More importantly Wajda leads us to the climax with a fresco of characters and incidents that fill in the details of Poland in 1939. In his statement accompanying the premiere, Wajda saw the film as “about individual suffering, which evokes images of much greater emotional content than naked historical facts. A film that shows the terrible truth that hurts, whose characters are not the murdered officers but women who wait their return every day, every hour, suffering inhuman uncertainty.” It takes him more than two enthralling hours to tell the tale and he starts by ensuring that we realize that it wasn’t just Soviet tyranny that was intent on destroying the intelligentsia of Poland. Early in the film we see the shocking round up by the Germans of the faculty at Jagellonian University in Cracow. Poland, its clear, is a nation jammed between two great powers. Faced with occupation there is resignation and rebellion. There is also stupidity and reckless courage. Small vignettes of Polish pre-war life finally build a composite image of a nation whose entire history has sadly been subject to constant invasion and repression by outside forces. That produces a quite aching sadness. Katyn is a film in which the great and powerful crush the small and weak.

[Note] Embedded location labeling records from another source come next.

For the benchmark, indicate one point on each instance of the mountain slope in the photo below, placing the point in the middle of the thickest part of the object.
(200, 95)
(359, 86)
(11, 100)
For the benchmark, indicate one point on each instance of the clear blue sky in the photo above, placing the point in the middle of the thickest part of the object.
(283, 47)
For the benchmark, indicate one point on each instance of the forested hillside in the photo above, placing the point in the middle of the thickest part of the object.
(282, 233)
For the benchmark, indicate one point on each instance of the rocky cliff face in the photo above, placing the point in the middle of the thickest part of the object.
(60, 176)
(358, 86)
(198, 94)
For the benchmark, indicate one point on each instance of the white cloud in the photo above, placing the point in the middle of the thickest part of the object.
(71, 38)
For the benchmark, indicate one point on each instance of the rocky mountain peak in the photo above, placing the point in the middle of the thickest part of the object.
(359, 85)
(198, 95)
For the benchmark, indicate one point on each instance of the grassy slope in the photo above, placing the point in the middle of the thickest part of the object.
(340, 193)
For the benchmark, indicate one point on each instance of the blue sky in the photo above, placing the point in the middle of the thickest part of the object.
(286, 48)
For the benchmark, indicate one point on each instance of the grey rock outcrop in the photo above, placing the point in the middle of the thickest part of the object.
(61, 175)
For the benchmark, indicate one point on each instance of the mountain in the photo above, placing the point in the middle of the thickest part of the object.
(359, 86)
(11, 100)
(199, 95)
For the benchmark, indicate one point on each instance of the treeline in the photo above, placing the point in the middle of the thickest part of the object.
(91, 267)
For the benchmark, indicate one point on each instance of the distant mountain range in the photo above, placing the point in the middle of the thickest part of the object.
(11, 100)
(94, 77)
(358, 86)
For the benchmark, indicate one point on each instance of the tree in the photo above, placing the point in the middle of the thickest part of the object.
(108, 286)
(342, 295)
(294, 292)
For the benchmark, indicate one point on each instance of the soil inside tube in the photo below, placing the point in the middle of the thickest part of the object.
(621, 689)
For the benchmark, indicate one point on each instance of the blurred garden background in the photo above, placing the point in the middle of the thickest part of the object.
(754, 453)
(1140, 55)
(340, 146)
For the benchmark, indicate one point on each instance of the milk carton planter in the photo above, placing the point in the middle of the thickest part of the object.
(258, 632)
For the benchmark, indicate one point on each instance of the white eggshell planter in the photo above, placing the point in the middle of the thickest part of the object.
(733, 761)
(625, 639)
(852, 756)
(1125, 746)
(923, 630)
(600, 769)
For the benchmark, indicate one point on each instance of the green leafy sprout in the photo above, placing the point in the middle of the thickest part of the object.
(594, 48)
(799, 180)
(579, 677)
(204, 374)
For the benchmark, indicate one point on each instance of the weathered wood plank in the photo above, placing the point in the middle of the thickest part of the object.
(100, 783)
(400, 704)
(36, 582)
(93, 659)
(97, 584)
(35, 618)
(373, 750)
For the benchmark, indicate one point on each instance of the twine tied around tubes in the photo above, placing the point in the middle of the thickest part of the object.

For those outside Poland, Wajda has told the story of one of the worst crimes of the twentieth century. His own father was one of the victims. Has he made a film just to settle accounts, to bring one of the key moments of Polish history still unresolved to the forefront? “Wajda himself says: “Let it spin a tale about the suffering and drama of many Katyn families. About the Katyn lie that triumphs over the grave of Joesph Vissarionovich Stalin which forced into silence about it for half a century the then allies, the western ones of the USSR in the war against Hitler, Great Britain and the United States.” Once again, perhaps for the final time, he has used the cinema to remind us that tyranny, oppression and evil have to be resisted at every step.

(NB. Some of the information in this article is drawn from “A Movie That Matters” by Anne Applebaum, The New York Review of Books, February 14 2008. Katyn had its international premiere at the Berlin Film Festival in January. It is being screened at both the forthcoming Melbourne and Brisbane International Film Festivals. Dont miss it.)

1 comment:

Paul Martin said...

Great write-up. Having just been introduced to Wajda courtesy of Melbourne Cinémathèque's three week season of several of his films, I had marked this as a film to see. Now I'll make sure of it.